I went through this experience recently. First of all, don’t panic! I panicked, and because of this, I made a mistake: I didn’t wait long enough for it to come online. Had I waited up to 60 minutes, it would probably have come online (see reason below). The story:

I had broken packages on my Ubuntu 10.04 server and decided to fix them by

apt-get update
apt-get upgrade

While updating, I noticed that the package grub-pc  also was upgraded, apparently a new bootloader (or bootloader configuration) was installed. This made me feel uncomfortable, since I didn’t know if the server would reboot after this upgrade. So, because of the saying “The devil you know is better than the devil you don’t know” (and a desire to sleep peacefully at night!) I decided to reboot the server and see what would happen. To my big dismay, it did not come online. SSH connections failed with “Port 22: Connection refused” .

I panicked and asked the Hetzner Support (which is very responsive and supportive btw!) to install a LARA Remote Console so that I could see the text output of the booting screen. After some regular startup text, the screen became blank. I panicked even more and took immediate steps to move all data to a new server.

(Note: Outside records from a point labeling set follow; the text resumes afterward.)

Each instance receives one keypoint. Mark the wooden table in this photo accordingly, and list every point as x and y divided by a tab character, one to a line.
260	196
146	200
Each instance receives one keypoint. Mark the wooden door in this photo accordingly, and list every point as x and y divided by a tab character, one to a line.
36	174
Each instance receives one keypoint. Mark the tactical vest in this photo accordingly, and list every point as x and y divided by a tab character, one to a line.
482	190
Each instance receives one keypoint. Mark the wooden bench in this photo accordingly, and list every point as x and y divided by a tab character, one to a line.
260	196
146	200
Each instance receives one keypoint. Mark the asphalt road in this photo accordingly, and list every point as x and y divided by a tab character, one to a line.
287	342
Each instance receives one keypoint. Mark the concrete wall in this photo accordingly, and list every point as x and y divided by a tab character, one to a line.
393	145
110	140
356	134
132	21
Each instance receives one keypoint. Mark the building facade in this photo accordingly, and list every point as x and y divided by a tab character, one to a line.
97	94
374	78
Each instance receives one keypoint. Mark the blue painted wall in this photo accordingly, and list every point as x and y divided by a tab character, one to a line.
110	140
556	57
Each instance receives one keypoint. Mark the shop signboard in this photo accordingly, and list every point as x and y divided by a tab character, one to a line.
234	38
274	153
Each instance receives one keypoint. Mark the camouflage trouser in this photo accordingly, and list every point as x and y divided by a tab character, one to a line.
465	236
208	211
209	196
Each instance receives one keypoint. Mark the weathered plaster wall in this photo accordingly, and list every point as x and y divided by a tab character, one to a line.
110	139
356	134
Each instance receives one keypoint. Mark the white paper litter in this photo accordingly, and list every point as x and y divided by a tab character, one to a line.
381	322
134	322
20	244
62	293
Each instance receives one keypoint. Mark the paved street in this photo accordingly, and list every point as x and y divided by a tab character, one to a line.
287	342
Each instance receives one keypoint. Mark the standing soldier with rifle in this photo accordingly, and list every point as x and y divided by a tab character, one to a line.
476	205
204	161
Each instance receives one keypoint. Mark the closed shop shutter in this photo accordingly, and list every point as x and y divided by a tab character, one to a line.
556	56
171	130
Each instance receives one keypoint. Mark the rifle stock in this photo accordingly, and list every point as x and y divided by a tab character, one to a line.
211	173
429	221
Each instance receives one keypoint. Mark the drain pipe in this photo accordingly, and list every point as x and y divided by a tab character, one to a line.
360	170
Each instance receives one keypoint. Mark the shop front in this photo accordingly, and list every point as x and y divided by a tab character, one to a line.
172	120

It took me 6 hours to complete the most important parts, and another full week of restless work to finish it. We will see that it was not neccessary.

Most regular servers at the Hetzner datacenter are running Software RAID. It seems that after a reboot (especially if you send a Hardware Reset) the OS needs some time to re-sync or check the file system. I am not sure what caused the delay in my case. Re-syncing the entire RAID array can take up to 1-2 hours, depending on your hardware and disc space.

So, wait at least 1 hour for it to come online, especially after a hardware reset! When you activate Hetzner’s Rescue system (which is very good btw!) it will stay active for a minimum of 1 hour, so your server will be down for 1 hour at least, in any event. So you are not losing much by waiting a bit longer.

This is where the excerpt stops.